Medical record standardization

Medical records have been successfully mined to discover epidemiological patterns[126], adverse drug reactions[127], and disease risk factors and heterogeneity[128]. As electronic medical records become populated with genetic data, cooperation with clinicians will be needed in order to mine patient data for genetic associations with biomarkers and disease, and discover novel patterns of disease heterogeneity[129].

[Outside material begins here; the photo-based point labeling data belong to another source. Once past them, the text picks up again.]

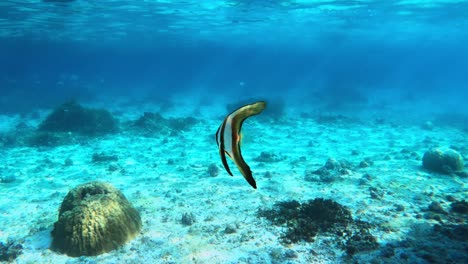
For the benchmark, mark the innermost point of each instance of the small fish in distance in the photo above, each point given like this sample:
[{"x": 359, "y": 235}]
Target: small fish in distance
[{"x": 228, "y": 138}]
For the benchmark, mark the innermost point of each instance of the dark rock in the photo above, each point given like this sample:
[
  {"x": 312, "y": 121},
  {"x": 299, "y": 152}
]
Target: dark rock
[
  {"x": 188, "y": 219},
  {"x": 443, "y": 161},
  {"x": 360, "y": 241},
  {"x": 47, "y": 139},
  {"x": 436, "y": 208},
  {"x": 113, "y": 167},
  {"x": 102, "y": 157},
  {"x": 7, "y": 178},
  {"x": 289, "y": 253},
  {"x": 68, "y": 162},
  {"x": 10, "y": 250},
  {"x": 304, "y": 221},
  {"x": 363, "y": 164},
  {"x": 213, "y": 170},
  {"x": 72, "y": 117},
  {"x": 376, "y": 193},
  {"x": 399, "y": 207},
  {"x": 331, "y": 171},
  {"x": 230, "y": 228},
  {"x": 153, "y": 124},
  {"x": 268, "y": 157},
  {"x": 460, "y": 207},
  {"x": 456, "y": 232},
  {"x": 428, "y": 125}
]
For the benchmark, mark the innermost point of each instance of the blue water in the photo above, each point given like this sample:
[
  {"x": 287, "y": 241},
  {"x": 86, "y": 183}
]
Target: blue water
[
  {"x": 318, "y": 64},
  {"x": 60, "y": 49}
]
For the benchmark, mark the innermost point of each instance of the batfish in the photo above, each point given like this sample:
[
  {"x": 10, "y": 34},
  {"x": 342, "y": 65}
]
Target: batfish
[{"x": 228, "y": 138}]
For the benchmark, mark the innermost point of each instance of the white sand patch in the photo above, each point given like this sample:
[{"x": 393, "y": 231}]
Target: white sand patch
[{"x": 166, "y": 178}]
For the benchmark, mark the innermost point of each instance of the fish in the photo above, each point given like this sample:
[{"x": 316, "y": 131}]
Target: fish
[{"x": 228, "y": 138}]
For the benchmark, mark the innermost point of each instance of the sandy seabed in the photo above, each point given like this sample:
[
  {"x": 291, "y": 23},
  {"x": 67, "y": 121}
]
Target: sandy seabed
[{"x": 165, "y": 177}]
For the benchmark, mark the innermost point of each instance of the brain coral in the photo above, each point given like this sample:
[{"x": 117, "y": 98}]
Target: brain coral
[
  {"x": 94, "y": 218},
  {"x": 443, "y": 160}
]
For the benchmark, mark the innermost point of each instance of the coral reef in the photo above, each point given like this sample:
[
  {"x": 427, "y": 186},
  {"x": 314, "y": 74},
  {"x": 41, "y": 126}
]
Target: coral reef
[
  {"x": 445, "y": 161},
  {"x": 303, "y": 222},
  {"x": 72, "y": 117},
  {"x": 94, "y": 218}
]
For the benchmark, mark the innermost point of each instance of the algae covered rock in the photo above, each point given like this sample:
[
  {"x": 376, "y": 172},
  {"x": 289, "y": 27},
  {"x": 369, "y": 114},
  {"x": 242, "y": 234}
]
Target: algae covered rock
[
  {"x": 443, "y": 160},
  {"x": 94, "y": 218},
  {"x": 305, "y": 221}
]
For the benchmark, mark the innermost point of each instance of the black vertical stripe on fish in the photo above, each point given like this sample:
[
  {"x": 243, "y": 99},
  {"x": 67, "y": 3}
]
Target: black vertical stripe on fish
[{"x": 235, "y": 121}]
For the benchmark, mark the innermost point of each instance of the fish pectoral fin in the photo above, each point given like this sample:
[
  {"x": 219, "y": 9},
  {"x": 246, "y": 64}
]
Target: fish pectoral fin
[
  {"x": 224, "y": 161},
  {"x": 244, "y": 169}
]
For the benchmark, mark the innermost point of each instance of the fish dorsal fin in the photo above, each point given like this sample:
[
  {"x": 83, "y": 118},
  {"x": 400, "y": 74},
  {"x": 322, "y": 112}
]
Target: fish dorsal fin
[{"x": 234, "y": 122}]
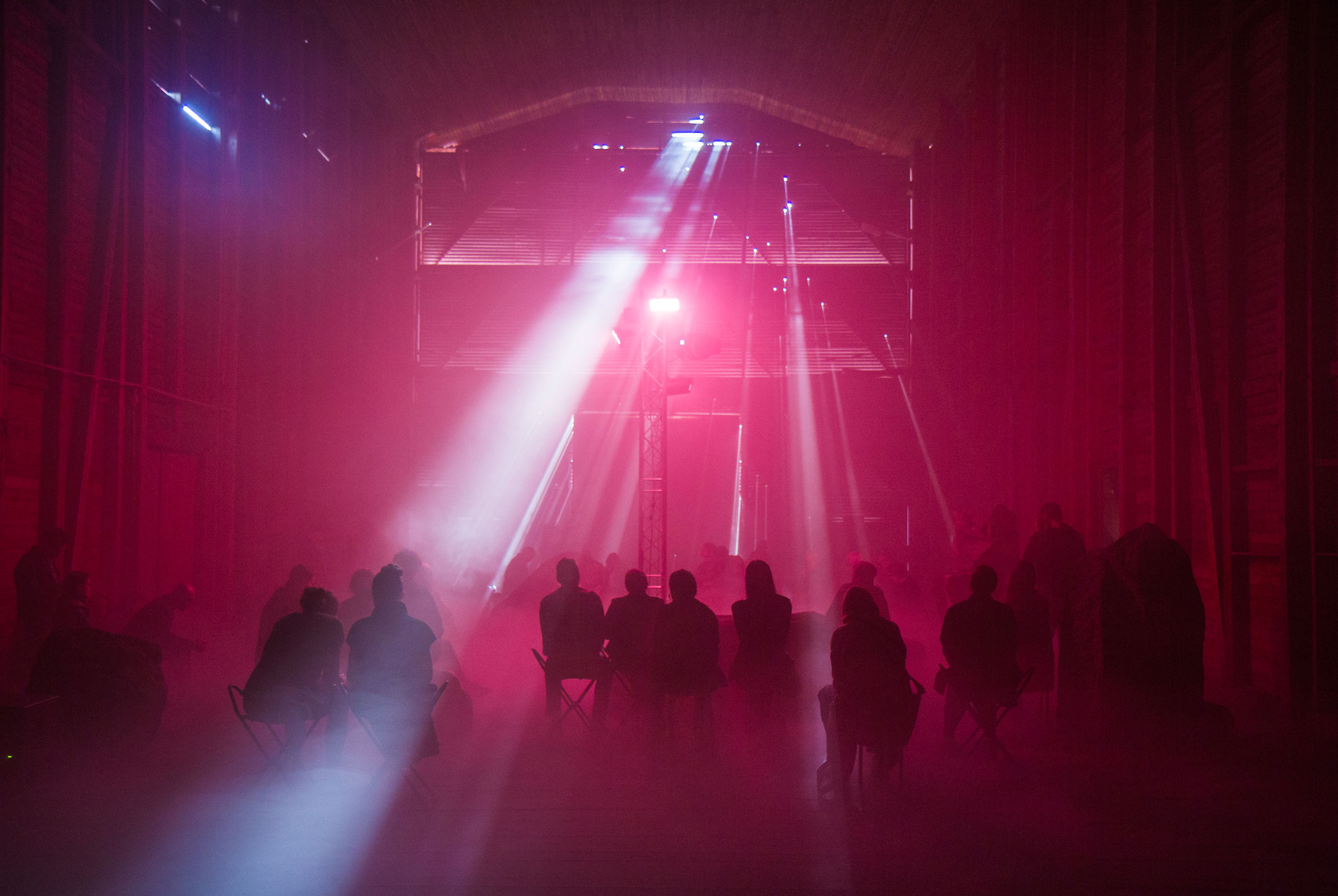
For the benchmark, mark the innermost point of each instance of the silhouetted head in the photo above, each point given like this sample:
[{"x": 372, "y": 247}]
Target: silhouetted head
[
  {"x": 984, "y": 581},
  {"x": 758, "y": 581},
  {"x": 858, "y": 605},
  {"x": 683, "y": 585},
  {"x": 636, "y": 582},
  {"x": 360, "y": 585},
  {"x": 1051, "y": 517},
  {"x": 569, "y": 574},
  {"x": 52, "y": 542},
  {"x": 1022, "y": 578},
  {"x": 389, "y": 585},
  {"x": 75, "y": 587},
  {"x": 181, "y": 596},
  {"x": 409, "y": 561},
  {"x": 318, "y": 601}
]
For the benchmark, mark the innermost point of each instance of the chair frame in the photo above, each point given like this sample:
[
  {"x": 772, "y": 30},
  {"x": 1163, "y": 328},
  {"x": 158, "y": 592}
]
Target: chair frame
[
  {"x": 273, "y": 756},
  {"x": 418, "y": 784},
  {"x": 988, "y": 733},
  {"x": 572, "y": 705},
  {"x": 918, "y": 690}
]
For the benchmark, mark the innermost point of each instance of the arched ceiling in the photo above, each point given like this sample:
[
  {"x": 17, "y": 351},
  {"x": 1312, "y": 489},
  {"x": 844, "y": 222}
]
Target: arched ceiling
[{"x": 867, "y": 71}]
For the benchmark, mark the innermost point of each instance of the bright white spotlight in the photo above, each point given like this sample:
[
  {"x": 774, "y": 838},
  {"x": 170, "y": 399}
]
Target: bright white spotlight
[{"x": 198, "y": 119}]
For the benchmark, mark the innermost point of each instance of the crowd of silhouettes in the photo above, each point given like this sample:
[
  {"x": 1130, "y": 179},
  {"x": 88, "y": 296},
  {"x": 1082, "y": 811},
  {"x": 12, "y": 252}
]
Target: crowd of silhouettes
[{"x": 392, "y": 629}]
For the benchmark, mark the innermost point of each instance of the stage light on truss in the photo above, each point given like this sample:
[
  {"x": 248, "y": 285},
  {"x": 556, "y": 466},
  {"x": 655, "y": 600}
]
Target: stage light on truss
[
  {"x": 699, "y": 347},
  {"x": 664, "y": 305},
  {"x": 197, "y": 118}
]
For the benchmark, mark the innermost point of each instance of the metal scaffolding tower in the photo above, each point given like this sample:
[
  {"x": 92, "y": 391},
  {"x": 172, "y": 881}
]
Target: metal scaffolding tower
[{"x": 652, "y": 499}]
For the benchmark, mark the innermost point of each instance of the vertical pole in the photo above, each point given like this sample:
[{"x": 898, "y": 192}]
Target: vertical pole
[
  {"x": 58, "y": 176},
  {"x": 1235, "y": 519},
  {"x": 137, "y": 320},
  {"x": 1296, "y": 469},
  {"x": 1165, "y": 449}
]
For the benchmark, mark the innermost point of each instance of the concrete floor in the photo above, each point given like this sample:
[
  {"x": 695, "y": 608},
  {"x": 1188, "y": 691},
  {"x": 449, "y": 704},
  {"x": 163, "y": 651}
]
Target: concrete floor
[{"x": 518, "y": 812}]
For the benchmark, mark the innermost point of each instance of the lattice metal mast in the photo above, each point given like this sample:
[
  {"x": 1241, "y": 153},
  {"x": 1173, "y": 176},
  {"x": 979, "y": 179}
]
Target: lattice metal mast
[{"x": 652, "y": 499}]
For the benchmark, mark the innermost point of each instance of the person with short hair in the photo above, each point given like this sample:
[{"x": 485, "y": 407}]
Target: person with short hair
[
  {"x": 298, "y": 676},
  {"x": 71, "y": 609},
  {"x": 359, "y": 603},
  {"x": 572, "y": 625},
  {"x": 390, "y": 672},
  {"x": 980, "y": 644},
  {"x": 870, "y": 694},
  {"x": 37, "y": 585},
  {"x": 686, "y": 652},
  {"x": 283, "y": 602},
  {"x": 631, "y": 624},
  {"x": 154, "y": 622},
  {"x": 862, "y": 577},
  {"x": 763, "y": 666}
]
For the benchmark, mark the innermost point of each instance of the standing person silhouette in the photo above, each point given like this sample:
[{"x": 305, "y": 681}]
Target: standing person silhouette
[
  {"x": 763, "y": 668},
  {"x": 980, "y": 644},
  {"x": 37, "y": 585},
  {"x": 686, "y": 654},
  {"x": 1035, "y": 633},
  {"x": 1058, "y": 552},
  {"x": 573, "y": 627}
]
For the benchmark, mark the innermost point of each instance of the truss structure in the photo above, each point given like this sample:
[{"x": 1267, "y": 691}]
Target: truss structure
[{"x": 652, "y": 498}]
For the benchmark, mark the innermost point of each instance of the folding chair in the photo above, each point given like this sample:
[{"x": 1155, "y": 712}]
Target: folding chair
[
  {"x": 913, "y": 714},
  {"x": 273, "y": 756},
  {"x": 573, "y": 705},
  {"x": 988, "y": 720},
  {"x": 619, "y": 679},
  {"x": 416, "y": 781}
]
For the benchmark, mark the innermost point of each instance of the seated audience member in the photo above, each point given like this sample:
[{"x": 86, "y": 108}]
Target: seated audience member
[
  {"x": 763, "y": 668},
  {"x": 573, "y": 627},
  {"x": 862, "y": 577},
  {"x": 390, "y": 673},
  {"x": 686, "y": 652},
  {"x": 418, "y": 594},
  {"x": 283, "y": 602},
  {"x": 517, "y": 569},
  {"x": 359, "y": 603},
  {"x": 980, "y": 644},
  {"x": 632, "y": 626},
  {"x": 156, "y": 619},
  {"x": 870, "y": 697},
  {"x": 71, "y": 610},
  {"x": 298, "y": 676},
  {"x": 1035, "y": 637}
]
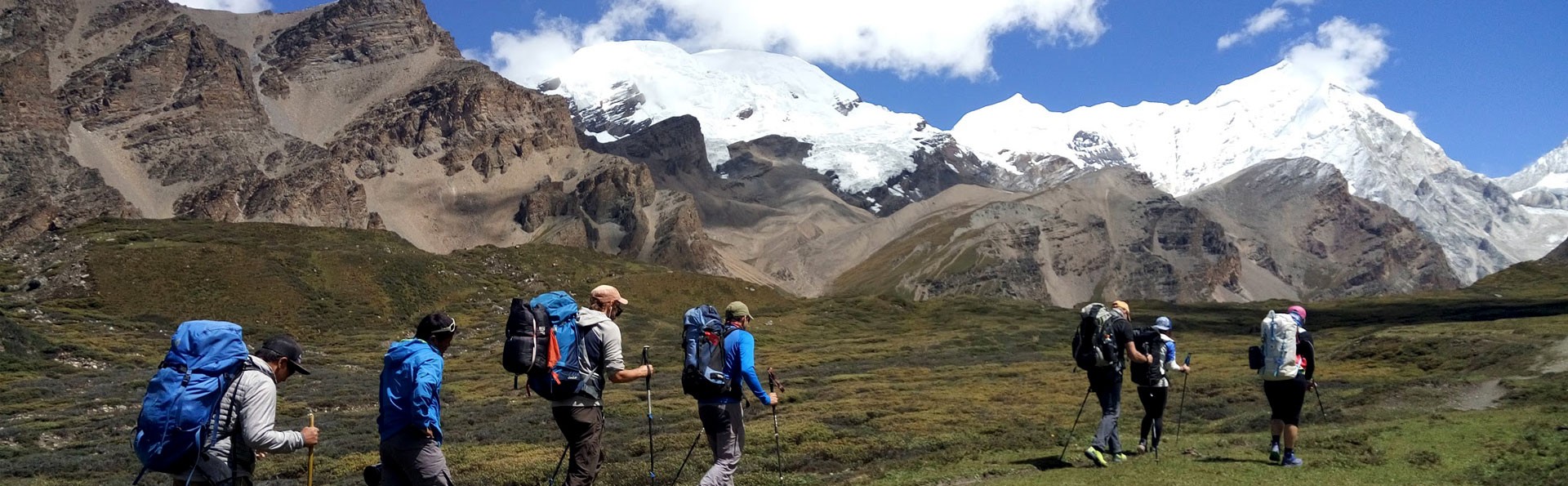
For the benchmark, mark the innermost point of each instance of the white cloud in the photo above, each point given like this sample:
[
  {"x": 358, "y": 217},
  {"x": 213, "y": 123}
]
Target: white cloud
[
  {"x": 905, "y": 37},
  {"x": 243, "y": 7},
  {"x": 1341, "y": 52},
  {"x": 1272, "y": 18}
]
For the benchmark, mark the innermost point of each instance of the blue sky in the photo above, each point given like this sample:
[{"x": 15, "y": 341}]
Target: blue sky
[{"x": 1487, "y": 80}]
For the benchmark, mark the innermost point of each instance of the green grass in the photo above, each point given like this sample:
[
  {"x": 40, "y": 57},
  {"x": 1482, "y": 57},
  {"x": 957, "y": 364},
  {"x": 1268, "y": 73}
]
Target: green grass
[{"x": 882, "y": 389}]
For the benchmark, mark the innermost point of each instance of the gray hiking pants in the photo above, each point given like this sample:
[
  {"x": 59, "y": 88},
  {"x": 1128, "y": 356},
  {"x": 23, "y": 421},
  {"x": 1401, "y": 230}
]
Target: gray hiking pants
[
  {"x": 726, "y": 435},
  {"x": 412, "y": 460},
  {"x": 582, "y": 427},
  {"x": 1107, "y": 388}
]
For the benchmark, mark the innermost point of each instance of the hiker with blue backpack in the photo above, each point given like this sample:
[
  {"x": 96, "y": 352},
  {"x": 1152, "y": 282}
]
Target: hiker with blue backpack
[
  {"x": 590, "y": 353},
  {"x": 410, "y": 416},
  {"x": 1153, "y": 381},
  {"x": 720, "y": 356},
  {"x": 211, "y": 409},
  {"x": 1102, "y": 341},
  {"x": 1286, "y": 361}
]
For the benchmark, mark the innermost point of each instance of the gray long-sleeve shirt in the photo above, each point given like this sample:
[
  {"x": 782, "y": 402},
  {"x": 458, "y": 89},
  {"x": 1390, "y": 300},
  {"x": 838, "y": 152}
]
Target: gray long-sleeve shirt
[
  {"x": 608, "y": 337},
  {"x": 253, "y": 397}
]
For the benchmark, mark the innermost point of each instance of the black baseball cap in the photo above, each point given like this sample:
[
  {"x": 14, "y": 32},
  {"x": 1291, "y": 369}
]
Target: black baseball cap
[
  {"x": 436, "y": 323},
  {"x": 287, "y": 347}
]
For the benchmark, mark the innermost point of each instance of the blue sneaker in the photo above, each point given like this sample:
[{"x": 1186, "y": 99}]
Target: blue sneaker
[
  {"x": 1291, "y": 461},
  {"x": 1094, "y": 455}
]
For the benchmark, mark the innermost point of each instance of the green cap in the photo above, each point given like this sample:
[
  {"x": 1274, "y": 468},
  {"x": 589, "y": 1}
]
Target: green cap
[{"x": 736, "y": 310}]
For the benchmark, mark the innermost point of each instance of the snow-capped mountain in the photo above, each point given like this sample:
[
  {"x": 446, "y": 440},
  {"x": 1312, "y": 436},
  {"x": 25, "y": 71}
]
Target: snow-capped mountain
[
  {"x": 1280, "y": 114},
  {"x": 1545, "y": 182},
  {"x": 618, "y": 88}
]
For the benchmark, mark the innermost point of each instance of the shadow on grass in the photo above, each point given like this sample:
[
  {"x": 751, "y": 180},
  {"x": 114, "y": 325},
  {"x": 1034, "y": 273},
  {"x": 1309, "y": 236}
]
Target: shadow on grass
[
  {"x": 1046, "y": 463},
  {"x": 1235, "y": 461}
]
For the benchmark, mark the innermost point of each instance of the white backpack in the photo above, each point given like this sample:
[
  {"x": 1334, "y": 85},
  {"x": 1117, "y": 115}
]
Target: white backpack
[{"x": 1280, "y": 359}]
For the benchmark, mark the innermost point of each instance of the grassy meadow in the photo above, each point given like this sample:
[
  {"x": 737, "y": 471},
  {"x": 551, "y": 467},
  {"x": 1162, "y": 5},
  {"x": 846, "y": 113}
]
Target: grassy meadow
[{"x": 880, "y": 389}]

Integration of medical and pharmacogenomics datasets

Ultimately, informatics challenges will need to be resolved in order to connect the resulting molecular predictions to patient records, environmental variables, drug screening and response databases, towards enabling genomics as commonplace for clinical practice.

CONCLUSIONS

Data from GWAS and whole-genome sequencing continue to expand the catalog of non-coding variants implicated in human disease, and data from epigenome mapping consortia complemented with regulatory modeling are needed to prioritize candidate causal variants and candidate affected tissues. Thoughtful integration of systematic and manual annotations of gene sets along with higher-resolution functional maps may hold the key to implicating pathways and cell types, both through joint consideration of the many weak additive associations discovered in GWAS as well as in the search for epistatic interactions between variants. Clinically relevant regulatory interactions may then be tested experimentally in the tissues or in vitro experimental conditions that are predicted to recapitulate the phenotype. In addition, an explosion of functional genomics data has been facilitated by high-throughput sequencing technology, allowing “intermediate” molecular phenotypes to be correlated with both organismal phenotype and with genotype. This new type of data can be combined with genetic associations to decipher the mechanisms underlying complex disease.